The outflow of the Serpentine is blocked with leaves again, which the gardeners are struggling to clear. This has raised the water level and flooded part of the shore near the island. The high water means that Pied Wagtails no longer have the sloping edge under the kerb to hunt along. But the waves wash edible creatures on to the granite kerb, and this bird has just found one.
Great Crested Grebes also find food at the edge of the lake. Their diet is by no means restricted to fish, and they will eat all kinds of water creatures, and sometimes manage to catch low-flying insects.
The flooding had also created a puddle for the speckled Canada-Greylag hybrid goose to drink from. This bird, so sad and wonky a few months ago, really seems to be recovering. It is still walking stiffly, but I haven't seen it fall over recently. And when an irresponsible dog owner went past with her pet off the lead, it trotted into the water quite briskly.

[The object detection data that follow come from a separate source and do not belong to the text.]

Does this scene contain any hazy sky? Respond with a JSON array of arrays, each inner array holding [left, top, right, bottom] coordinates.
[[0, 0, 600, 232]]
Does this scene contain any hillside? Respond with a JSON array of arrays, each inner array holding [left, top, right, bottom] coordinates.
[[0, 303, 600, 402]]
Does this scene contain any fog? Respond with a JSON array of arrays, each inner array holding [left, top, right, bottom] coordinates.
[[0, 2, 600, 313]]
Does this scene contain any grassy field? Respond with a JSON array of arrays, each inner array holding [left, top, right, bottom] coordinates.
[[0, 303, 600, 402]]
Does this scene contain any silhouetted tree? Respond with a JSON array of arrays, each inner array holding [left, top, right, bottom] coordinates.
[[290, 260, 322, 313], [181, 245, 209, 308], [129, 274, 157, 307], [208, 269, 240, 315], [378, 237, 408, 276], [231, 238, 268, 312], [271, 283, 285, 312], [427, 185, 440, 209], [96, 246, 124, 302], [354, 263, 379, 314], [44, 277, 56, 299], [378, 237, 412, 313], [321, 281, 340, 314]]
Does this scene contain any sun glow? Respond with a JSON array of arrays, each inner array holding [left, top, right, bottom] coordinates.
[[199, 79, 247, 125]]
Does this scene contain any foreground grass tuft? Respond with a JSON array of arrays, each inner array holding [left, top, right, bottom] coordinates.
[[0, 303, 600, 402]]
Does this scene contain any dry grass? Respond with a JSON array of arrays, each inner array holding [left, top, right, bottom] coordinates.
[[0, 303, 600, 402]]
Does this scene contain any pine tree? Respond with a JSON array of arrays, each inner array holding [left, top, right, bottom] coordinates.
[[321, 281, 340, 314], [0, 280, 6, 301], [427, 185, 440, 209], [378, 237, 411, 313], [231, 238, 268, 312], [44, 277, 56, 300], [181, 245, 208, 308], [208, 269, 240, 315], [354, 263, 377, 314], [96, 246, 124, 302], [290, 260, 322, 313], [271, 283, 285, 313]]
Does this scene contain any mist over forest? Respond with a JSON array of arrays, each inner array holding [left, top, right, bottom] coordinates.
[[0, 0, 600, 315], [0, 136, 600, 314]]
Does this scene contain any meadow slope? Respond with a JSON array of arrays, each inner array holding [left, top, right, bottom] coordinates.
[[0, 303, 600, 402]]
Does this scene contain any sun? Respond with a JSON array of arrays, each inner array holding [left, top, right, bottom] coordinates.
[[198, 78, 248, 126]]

Mallards find the willow tree near the bridge a peaceful place to rest.
The Black Swan wasn't visible, although I went round the lake twice. The best I could find was a very dirty Mute Swan near the Dell restaurant. It must have sat down in a patch of mud. Well, it will wash off.
Update: Virginia Grey reports that the Black Swan was on the Round Pond.
The rowan trees on Buck Hill still have some berries, and had attracted at least two Redwings -- I couldn't see how many in the neighbouring tree where they were perched, but there was a good deal of mild chattering coming from it.
The last berries are the ones that are hard to reach, and a Mistle Thrush was having to stretch to find them.
Blackbirds are smaller and lighter, and more agile in these awkward places.